学習 Mixup:画像合成による精度向上
混ぜ合わせは、二つの絵を混ぜて、新しい学習用の絵を作る方法です。これは、絵の数を増やす工夫の一つです。具体的には、まず二つの絵をでたらめに選びます。次に、どのくらいの割合で混ぜるかを決めるために、ゼロから一の間の数をでたらめに選びます。たとえば、この数が0.3だったとしましょう。すると、一枚目の絵は三割、二枚目の絵は七割の割合で混ぜ合わせることになります。
混ぜるのは絵の色だけではありません。それぞれの絵に付いている正解の札も、同じ割合で混ぜます。たとえば、一枚目の絵が「いぬ」で二枚目の絵が「ねこ」だとしましょう。先ほどの割合で混ぜると、新しい絵に付く札は「いぬ」三割と「ねこ」七割が混ざったものになります。
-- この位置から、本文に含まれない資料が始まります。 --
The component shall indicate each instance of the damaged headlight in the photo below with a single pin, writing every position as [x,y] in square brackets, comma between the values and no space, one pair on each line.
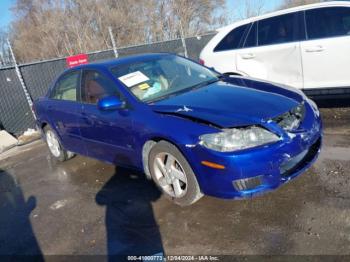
[292,119]
[238,138]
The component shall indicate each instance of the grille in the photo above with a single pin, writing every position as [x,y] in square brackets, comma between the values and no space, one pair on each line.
[247,183]
[287,169]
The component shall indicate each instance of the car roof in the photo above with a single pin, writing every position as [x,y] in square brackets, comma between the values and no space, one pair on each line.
[228,28]
[119,61]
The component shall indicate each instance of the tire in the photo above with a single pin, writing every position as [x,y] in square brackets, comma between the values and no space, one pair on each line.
[173,175]
[55,147]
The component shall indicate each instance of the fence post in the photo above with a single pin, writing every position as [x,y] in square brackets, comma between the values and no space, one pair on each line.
[183,40]
[20,77]
[113,42]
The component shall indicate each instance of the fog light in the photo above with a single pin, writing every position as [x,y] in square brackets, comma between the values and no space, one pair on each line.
[247,183]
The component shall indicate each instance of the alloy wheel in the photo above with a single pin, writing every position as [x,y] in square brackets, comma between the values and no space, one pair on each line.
[170,175]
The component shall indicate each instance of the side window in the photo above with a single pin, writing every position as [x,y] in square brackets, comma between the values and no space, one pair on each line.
[279,29]
[327,22]
[66,87]
[251,39]
[95,85]
[232,40]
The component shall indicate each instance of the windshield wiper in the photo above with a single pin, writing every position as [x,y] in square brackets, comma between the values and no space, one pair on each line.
[190,88]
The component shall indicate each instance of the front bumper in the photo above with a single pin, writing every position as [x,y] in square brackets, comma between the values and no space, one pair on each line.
[257,170]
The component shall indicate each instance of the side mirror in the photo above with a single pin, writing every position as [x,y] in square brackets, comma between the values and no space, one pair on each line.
[110,103]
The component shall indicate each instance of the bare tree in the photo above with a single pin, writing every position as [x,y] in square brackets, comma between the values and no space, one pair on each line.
[5,57]
[243,9]
[44,29]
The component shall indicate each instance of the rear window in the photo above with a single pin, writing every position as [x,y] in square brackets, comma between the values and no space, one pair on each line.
[328,22]
[232,40]
[251,39]
[278,30]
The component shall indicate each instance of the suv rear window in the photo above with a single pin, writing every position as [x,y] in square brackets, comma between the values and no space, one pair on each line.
[328,22]
[232,40]
[279,29]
こうして、全く新しい絵とそれに対応する札が生まれます。この新しい絵は、元の二つの絵の特徴を両方とも持っています。だから、この新しい絵で学習すれば、色々な種類の絵で学習したのと同じ効果が得られます。これは、二枚の絵の間にある情報を埋めるような働きがあり、結果として、学習した機械は、より滑らかな線引きで絵を区別できるようになります。
たとえば、機械に「いぬ」と「ねこ」を見分ける学習をさせるとします。混ぜ合わせを使わない場合、機械は「いぬ」と「ねこ」の境界線をはっきりと引いてしまうかもしれません。しかし、混ぜ合わせを使うと、「いぬ」と「ねこ」の間にある色々な段階の絵、たとえば「いぬ」三割と「ねこ」七割の混ざった絵を学習することができます。その結果、機械は境界線を滑らかに引くことができ、「いぬ」と「ねこ」の微妙な違いも理解できるようになります。
このように、混ぜ合わせは、限られた数の絵からたくさんの学習用の絵を作り出し、機械の学習能力を向上させるための、とても役に立つ方法です。